Yes, I’m talking about that pink-loving, vaguely woman-shaped chunk of plastic brought to you by Mattel.

Most women (and even some men) born after the 1950s have childhood memories of playing with Barbie dolls. Most of you probably haven’t given her a second thought since tossing out your last Skipper doll at age 11. As easy as it is for an adult to ignore Barbie, she’s been a cultural phenomenon in the ages four to eight crowd for quite some time. To this day, she’s one of the best-selling toys on the market.

With any piece of popular children’s media, there are adults who hate it. I’ve seen people argue that Barbie’s a bad role model, she’s materialistic, her proportions are unrealistic, she will give young girls body image issues, the list goes on.

I don’t know how old I was when I first learned there was a controversy around Barbie, probably 11 or 12. It was after I had stopped playing with them myself.

Even at that time, when I couldn’t care less about Mattel’s best-selling product, those arguments never held up. I didn’t understand why anyone would look at a piece of plastic and think they should look like that. Barbie’s not real. Nor has she ever been advertised as such.

I didn’t understand why a doll with unrealistic proportions is scrutinized any more than, say cartoon characters. Why are Jessica Rabbit and that one Loony Toons nurse (you know the one) cool, but Barbie isn’t?

No argument against Barbie made sense to me. Now I’m an adult and I know a little more about how representation affects people of all ages, especially children. I understand these concerns. Yet, I still can’t bring myself to agree with them.

Barbie is a feminist. She has always been a role model for children.

Created in 1959, Barbie was conceived as a financially-independent working, single woman.
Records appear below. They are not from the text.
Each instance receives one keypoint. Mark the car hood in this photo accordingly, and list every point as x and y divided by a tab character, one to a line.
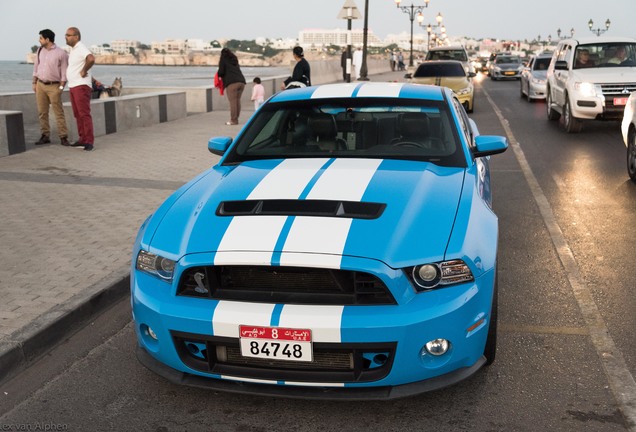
606	75
454	83
289	220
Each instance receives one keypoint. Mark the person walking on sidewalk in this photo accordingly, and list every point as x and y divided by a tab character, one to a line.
258	93
80	62
49	78
233	81
301	75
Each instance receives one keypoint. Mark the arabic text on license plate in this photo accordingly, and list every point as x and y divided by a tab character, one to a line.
276	343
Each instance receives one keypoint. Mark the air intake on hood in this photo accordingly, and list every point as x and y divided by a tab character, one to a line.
325	208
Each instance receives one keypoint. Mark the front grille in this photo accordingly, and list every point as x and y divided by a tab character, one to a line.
297	285
332	362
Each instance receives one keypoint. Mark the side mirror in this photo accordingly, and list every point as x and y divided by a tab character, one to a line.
486	145
219	145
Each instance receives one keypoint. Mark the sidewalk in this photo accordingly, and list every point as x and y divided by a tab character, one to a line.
68	219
Don’t talk to me about Ken; Barbie and Ken never married, and they actually broke up in 2004. Barbie, the character, has always been unmarried and solely financially independent.

Barbie was created during a time when the stay-at-home mom and breadwinner dad with 2.5 kids lifestyle was considered idyllic, but she went against that. Barbie’s creator, Ruth Handler, lived both the working woman and the stay-at-home mother lifestyles. She hated being a housewife and created Barbie as a means to show girls they “could be anything.”
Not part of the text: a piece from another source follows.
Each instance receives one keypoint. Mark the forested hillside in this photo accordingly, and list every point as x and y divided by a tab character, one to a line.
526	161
That, to me, is inherently feminist.

Now, don’t get me wrong. I won’t defend everything Mattel has done as a company, or every decision they’ve made regarding their best-selling product. They’ve made some … bad choices in the last 60 years.

It took Mattel way too long to introduce dolls of color, and when they finally got around to it, it was an ill-planned and offensive disaster. Until this year, Mattel only had one disabled doll. Her hair would get caught in the wheelchair, which didn’t even fit inside any of the Barbie houses. They’ve recently capitalized off of Frida Kahlo’s image without her family’s consent.

Barbie has a recent line of dolls which come in various shapes, sizes and skin tones. You can argue that Mattel is making progress, an attempt to right past wrongs and allow more representation into its product. Or, you can argue that Mattel just wants to sell more clothes, since Barbie’s clothing for the first time in 60 years are not “one size fits all.”

I tend to think the latter, myself. Representation is only happening because it sells and there’s a reason Mattel has only begun taking huge strides in the past few years.

But even with the most cynical interpretations of Mattel’s marketing, I still think Barbie’s a feminist. She’s had every career imaginable from housewives to astronauts (she was an astronaut before women were even allowed in the field) and each is treated with as much importance as the other.

Being a feminist is partially about giving women choices and not judging them for the ones they make. A woman’s choice to become a stay-home mom is just as important as her choice to become a career woman. Many feminists will scoff at the idea of staying home, whereas many traditionalist will scoff at the idea of woman becoming the breadwinner. The Barbie brand is one of the few places where both choices are treated as equally exciting and important.